Most Improved Country: Procurement

Sweden has undertaken reforms to the principal legislations that regulate public procurement in the country, which has resulted in Sweden’s 48 rank increase on procurement measures in InfraCompass.

In late 2016, in an effort to develop the public procurement law framework, the Swedish Government introduced the following reforms:

  • Public Procurement Act (2016) – governs public procurement by contracting authorities • Utilities Procurement Act (2016) – governs the procurement procedure of entities operating in the water, energy, transport and postal services sector
  • Concessions Procurement Act (2016) – governs the procurement of building concessions and services concessions by contracting authorities.

These acts entered into force in 2017, and would not yet have been reflected in the data underlying InfraCompass 2017.

Additionally, in late 2017, the Swedish Government adopted the National Public Procurement Strategy, to further strengthen the public procurement framework[1]. The aim of the strategy is to ensure all public procurement is efficient and encourage market competition, while promoting innovation and considering environmental and social factors.

Based on this, the Government has formulated seven policy objectives:

  1. Public procurement as a strategic tool for doing good business
  2. Effective purchasing of public goods and services
  3. Well-functioning competition from market with a multiplicity of participants
  4. Legally certain public procurement ensuring no fraud, corruption or conflict of interest takes place
  5. Driving innovation and promoting alternative solutions
  6. Environmentally responsible public procurement
  7. Socially responsible public procurement

The procurement strategy is aimed primarily at central government authorities.
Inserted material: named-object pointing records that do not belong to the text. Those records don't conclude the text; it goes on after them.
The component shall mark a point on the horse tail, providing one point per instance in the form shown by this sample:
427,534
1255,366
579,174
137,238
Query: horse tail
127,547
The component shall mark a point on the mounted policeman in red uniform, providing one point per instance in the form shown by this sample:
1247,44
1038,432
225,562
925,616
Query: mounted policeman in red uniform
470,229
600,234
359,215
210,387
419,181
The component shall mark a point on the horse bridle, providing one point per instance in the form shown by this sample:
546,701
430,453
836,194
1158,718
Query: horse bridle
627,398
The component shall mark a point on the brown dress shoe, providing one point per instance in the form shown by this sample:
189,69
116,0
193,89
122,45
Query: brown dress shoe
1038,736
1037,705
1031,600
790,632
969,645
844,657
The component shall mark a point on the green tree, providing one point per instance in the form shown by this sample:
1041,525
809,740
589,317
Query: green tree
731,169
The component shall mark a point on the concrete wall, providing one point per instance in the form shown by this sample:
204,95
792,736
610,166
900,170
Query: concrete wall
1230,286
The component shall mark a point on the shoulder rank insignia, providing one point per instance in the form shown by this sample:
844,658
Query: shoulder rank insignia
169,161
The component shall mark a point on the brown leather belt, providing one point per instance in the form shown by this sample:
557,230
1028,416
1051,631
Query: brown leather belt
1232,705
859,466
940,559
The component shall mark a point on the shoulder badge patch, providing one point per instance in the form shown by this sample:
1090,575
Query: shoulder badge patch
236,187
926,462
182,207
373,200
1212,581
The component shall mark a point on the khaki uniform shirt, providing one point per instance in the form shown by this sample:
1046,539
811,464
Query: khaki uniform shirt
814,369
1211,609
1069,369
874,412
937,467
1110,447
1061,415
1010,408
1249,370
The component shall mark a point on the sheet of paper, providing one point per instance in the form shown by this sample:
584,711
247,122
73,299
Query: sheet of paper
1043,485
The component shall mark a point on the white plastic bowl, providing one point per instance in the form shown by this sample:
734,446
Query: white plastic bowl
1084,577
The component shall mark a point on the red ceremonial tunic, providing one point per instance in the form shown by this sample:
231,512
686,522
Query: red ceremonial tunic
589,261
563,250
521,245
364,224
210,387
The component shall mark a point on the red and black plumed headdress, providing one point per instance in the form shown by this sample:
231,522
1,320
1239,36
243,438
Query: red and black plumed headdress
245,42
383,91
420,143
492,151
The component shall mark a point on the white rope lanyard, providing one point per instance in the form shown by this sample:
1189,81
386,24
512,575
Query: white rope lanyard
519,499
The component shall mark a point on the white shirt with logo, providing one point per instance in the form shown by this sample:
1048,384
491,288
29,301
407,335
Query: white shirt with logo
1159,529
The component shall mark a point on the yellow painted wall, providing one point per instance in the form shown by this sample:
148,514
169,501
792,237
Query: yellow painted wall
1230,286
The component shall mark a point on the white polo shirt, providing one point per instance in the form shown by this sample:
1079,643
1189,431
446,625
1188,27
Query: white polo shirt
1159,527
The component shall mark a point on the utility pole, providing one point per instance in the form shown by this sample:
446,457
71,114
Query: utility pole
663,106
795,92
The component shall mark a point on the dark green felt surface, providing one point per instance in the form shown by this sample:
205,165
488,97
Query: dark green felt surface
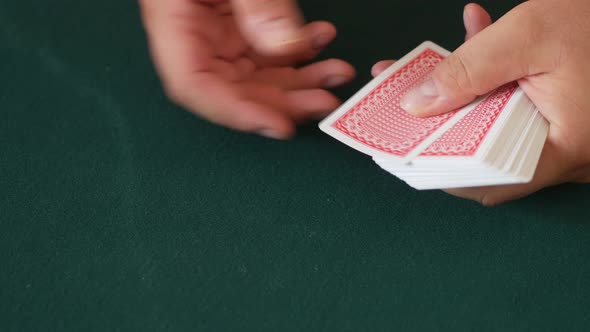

However, the Government intends to work to ensure that municipalities and county councils as well as other contracting authorities and entities, adopt governing documents to put the policy objectives and the Government’s aims for public procurement into practice within their activities.

The effects of the strategy and reforms are starting to flow through into deal flow, with Sweden gaining 7 ranks in the Activity driver since InfraCompass 2017, driven primarily by an increase in private infrastructure investment and deals with foreign sponsorship.